We intend to focus on studies whose focus is on the application or development of large language models (LLMs) usage and application/integration in healthcare or public health contexts. Examples of relevant contexts include clinical decision support, patient education, administrative processes, and public health interventions and education modules. In terms of the scope of LLM integration, the studies must explore learning approaches for integrating LLMs, including prompt engineering, auditing methodologies, and user feedback mechanisms.

Specific publication inclusion criteria will focus on peer-reviewed articles, conference proceedings, and grey literature (e.g., reports, white papers). Additionally, all study designs are eligible, including experimental, observational, qualitative, and mixed-methods studies. Studies focusing on frameworks, methodologies, and case studies will also be considered. We will also consider any study published in English or French language. And with a timeframe for inclusion from 2015 to 2025, reflecting a period of rapid advancements in LLM technology and its applications.

In terms of relevance, studies must address at least one of the following core areas:

*   Methods for auditing LLM prompt for accuracy, fairness, and effectiveness.

*   Techniques for tailoring LLM prompts to healthcare-specific tasks.

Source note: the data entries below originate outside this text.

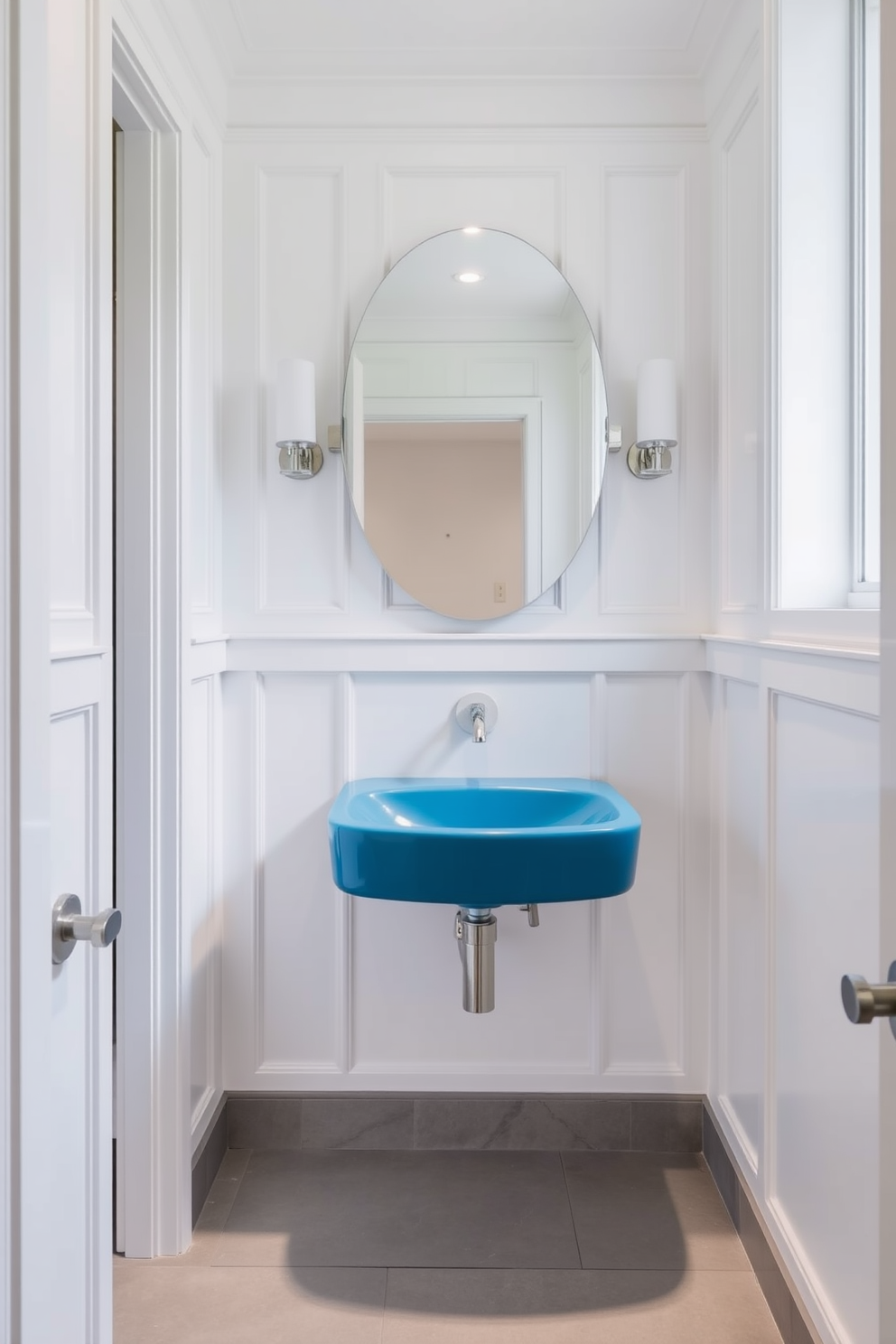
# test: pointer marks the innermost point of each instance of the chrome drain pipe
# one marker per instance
(476, 933)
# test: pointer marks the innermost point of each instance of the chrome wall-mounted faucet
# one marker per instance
(477, 715)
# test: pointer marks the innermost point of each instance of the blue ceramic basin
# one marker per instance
(482, 843)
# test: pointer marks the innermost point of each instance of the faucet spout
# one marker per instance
(476, 714)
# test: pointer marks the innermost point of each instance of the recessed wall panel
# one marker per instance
(644, 264)
(199, 887)
(641, 933)
(825, 808)
(742, 355)
(199, 372)
(300, 525)
(425, 201)
(742, 974)
(295, 905)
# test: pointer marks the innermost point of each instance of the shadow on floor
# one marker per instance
(480, 1233)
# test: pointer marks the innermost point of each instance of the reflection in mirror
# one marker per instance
(474, 424)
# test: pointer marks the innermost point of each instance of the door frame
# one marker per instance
(152, 1102)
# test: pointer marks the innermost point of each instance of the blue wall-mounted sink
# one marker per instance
(482, 843)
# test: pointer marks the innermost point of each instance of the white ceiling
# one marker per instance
(487, 39)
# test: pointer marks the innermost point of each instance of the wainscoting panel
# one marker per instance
(406, 975)
(793, 1082)
(642, 934)
(347, 994)
(825, 883)
(742, 914)
(297, 771)
(201, 883)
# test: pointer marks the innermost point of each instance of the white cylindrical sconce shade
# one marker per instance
(658, 402)
(295, 412)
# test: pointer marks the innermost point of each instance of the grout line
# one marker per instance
(565, 1186)
(385, 1302)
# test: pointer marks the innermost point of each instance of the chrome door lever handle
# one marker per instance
(863, 1002)
(70, 926)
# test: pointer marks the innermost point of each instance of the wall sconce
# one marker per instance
(658, 432)
(300, 453)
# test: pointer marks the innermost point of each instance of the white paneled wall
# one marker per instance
(325, 991)
(796, 817)
(314, 223)
(797, 873)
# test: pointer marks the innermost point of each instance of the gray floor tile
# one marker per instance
(402, 1209)
(649, 1211)
(358, 1123)
(543, 1124)
(568, 1307)
(204, 1305)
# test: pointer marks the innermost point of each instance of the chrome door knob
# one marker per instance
(863, 1002)
(70, 926)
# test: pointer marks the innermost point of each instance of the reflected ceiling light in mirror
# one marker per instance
(300, 454)
(658, 432)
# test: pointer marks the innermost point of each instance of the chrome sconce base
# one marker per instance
(650, 460)
(300, 459)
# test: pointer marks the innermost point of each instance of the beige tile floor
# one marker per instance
(452, 1247)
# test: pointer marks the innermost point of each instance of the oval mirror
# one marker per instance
(474, 424)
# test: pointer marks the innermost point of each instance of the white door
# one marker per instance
(60, 693)
(887, 1043)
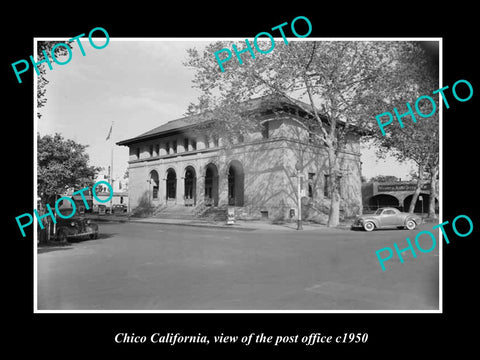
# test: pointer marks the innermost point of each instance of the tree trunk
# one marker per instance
(334, 213)
(433, 193)
(417, 190)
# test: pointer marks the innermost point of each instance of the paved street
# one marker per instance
(142, 266)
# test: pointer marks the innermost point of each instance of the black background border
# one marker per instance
(68, 334)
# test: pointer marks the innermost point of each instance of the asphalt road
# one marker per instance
(136, 266)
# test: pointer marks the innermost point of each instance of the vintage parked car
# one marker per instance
(75, 227)
(387, 218)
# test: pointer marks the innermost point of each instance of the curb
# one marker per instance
(206, 225)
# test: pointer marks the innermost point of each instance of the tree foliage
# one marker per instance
(61, 164)
(384, 178)
(42, 81)
(417, 140)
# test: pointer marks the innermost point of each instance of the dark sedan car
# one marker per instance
(75, 227)
(387, 218)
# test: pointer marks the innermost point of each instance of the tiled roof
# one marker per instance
(256, 104)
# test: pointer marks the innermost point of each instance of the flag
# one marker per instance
(110, 132)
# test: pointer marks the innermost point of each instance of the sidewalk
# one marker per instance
(239, 224)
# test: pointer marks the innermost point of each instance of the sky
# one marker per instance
(138, 85)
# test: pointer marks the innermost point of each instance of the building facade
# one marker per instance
(176, 165)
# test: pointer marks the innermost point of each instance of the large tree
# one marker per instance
(417, 140)
(343, 83)
(61, 164)
(42, 81)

*   Approaches for integrating user feedback from healthcare professionals to refine and improve LLM outputs.

### Search strategy

Our search strategy will aim to locate both published and unpublished studies. A three-step search strategy will be utilized in this review. First, we will conduct an initial limited search of MEDLINE (PubMed) and CINAHL (EBSCO) to identify articles on the topic. The text words contained in the titles and abstracts of relevant articles, and the index terms used to describe the articles will be used to develop a full search strategy for reporting the name of the relevant databases/information sources *(see Appendix 1*). The search strategy, including all identified keywords and index terms, will be adapted for each included database and/or information source. The reference list of all included sources of evidence will be screened for additional studies. We will search relevant peer-reviewed, English and French-language articles published between January 1, 2015, and January 31, 2025, without methodological restrictions, in several electronic databases, as well as sources with broad specificity (Web of Science and Google Scholar). Searches will extend to grey literature sources, including institutional reports, white papers, and preprints on platforms like arXiv.

### Source of evidence selection (databases)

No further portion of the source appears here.